Forum Moderators: open

Message Too Old, No Replies

How to strip out everything in a web page but the content?

I think this is a regex question

         

MrSpeed

3:01 pm on May 2, 2003 (gmt 0)

WebmasterWorld Senior Member 10+ Year Member



I have a large web site that I would like to convert to a database driven site. What I am trying to do is extract the content and stuff into a databse so the site can be presented with a single template.

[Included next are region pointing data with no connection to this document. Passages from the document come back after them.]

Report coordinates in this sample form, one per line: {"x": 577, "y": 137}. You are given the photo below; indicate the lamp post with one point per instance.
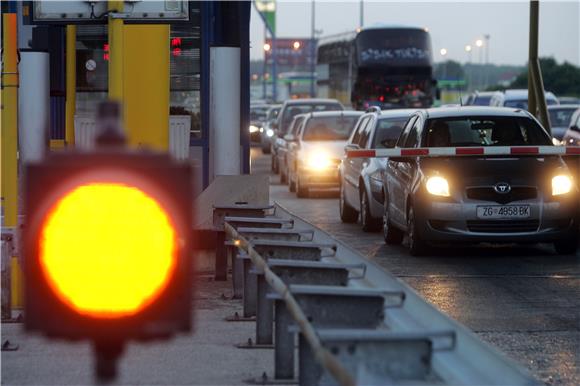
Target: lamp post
{"x": 443, "y": 53}
{"x": 469, "y": 50}
{"x": 479, "y": 44}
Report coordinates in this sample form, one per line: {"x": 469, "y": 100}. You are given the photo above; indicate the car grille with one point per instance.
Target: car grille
{"x": 517, "y": 193}
{"x": 503, "y": 226}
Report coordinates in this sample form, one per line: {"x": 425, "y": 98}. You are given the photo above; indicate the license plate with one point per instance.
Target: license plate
{"x": 503, "y": 211}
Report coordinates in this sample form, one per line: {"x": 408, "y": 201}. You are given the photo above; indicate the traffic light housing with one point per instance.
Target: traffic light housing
{"x": 107, "y": 246}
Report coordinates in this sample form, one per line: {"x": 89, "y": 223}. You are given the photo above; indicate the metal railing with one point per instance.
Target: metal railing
{"x": 357, "y": 323}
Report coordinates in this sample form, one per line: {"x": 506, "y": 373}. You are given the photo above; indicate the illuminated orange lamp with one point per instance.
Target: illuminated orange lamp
{"x": 107, "y": 250}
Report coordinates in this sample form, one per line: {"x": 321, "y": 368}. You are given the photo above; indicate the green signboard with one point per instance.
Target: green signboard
{"x": 267, "y": 9}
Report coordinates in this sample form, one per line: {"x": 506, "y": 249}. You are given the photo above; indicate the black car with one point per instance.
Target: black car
{"x": 473, "y": 199}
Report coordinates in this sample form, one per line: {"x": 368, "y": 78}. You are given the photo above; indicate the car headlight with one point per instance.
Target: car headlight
{"x": 561, "y": 185}
{"x": 318, "y": 161}
{"x": 438, "y": 186}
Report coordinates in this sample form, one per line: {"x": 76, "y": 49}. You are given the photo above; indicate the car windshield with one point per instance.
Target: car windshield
{"x": 523, "y": 103}
{"x": 294, "y": 110}
{"x": 388, "y": 131}
{"x": 484, "y": 131}
{"x": 560, "y": 117}
{"x": 273, "y": 114}
{"x": 329, "y": 128}
{"x": 258, "y": 113}
{"x": 481, "y": 100}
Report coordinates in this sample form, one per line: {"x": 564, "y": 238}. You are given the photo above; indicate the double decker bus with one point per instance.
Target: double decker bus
{"x": 385, "y": 66}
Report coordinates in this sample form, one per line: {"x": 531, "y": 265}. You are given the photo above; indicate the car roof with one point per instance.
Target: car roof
{"x": 521, "y": 93}
{"x": 346, "y": 113}
{"x": 563, "y": 107}
{"x": 395, "y": 113}
{"x": 470, "y": 111}
{"x": 306, "y": 101}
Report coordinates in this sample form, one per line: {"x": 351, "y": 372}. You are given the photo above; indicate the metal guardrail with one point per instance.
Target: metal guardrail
{"x": 357, "y": 323}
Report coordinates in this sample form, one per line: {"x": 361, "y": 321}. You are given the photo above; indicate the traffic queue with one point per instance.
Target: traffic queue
{"x": 454, "y": 174}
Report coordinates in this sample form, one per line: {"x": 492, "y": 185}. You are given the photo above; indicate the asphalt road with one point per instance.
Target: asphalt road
{"x": 524, "y": 300}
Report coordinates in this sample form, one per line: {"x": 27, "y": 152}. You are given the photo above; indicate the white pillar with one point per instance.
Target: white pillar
{"x": 224, "y": 124}
{"x": 33, "y": 105}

The content of each page luckily has comment tags to mark the start of the content and pretty consistent markup to denote the end of the content.

<!--Start Content-->
blah blah blah
</td>
</tr>
</table>
<table width="740">.....

I have tried to use the global find/replace tool and regular expressions in Homesite to strip everything in the file before the <!--Start Content--> but I get errors. I tried to use other text editors but the regular expressions only matches one line and not to the beginning of the file.

I have tried
.*<!--Start Content-->
^.*<!--Start Content-->
^^.*<!--Start Content-->

The site is on IIS without perl. So I am looking for a desktop type solution. I have homesite, dreamweaver, a few different text editors.

Any ideas please?

RonPK

4:22 pm on May 2, 2003 (gmt 0)

WebmasterWorld Senior Member 10+ Year Member



HomeSite should do it. However, you need to escape the hyphens in your regexp pattern, like this:

^.*<!\-\-Start Content\-\->

rayvd

4:53 pm on May 6, 2003 (gmt 0)

10+ Year Member



If you have access to a Linux/Un*x box...

% lynx -dump <url>

or

% links -dump <url>

links is a little nicer IMHO. This may or may not do what you wanted, but it does a nice job of stripping the tags, and would be worth trying before you go and wrote a Perl script to do it or something :)

MrSpeed

5:22 pm on May 6, 2003 (gmt 0)

WebmasterWorld Senior Member 10+ Year Member



Well since I'm a little better at ASP than Unix languages I wrote a script to complete the task. It used a little regexp and some brute force replace functions. Got close to 600 pages in an access database now which will be great going forward.

grahamstewart

12:18 am on May 7, 2003 (gmt 0)

WebmasterWorld Senior Member 10+ Year Member



If you can use PHP then the
strip_tags()
function does this for you.

Chuma

12:26 am on May 7, 2003 (gmt 0)

10+ Year Member



Notetab allows you to strip HTML from a file (you can preserve URLs if you wish.)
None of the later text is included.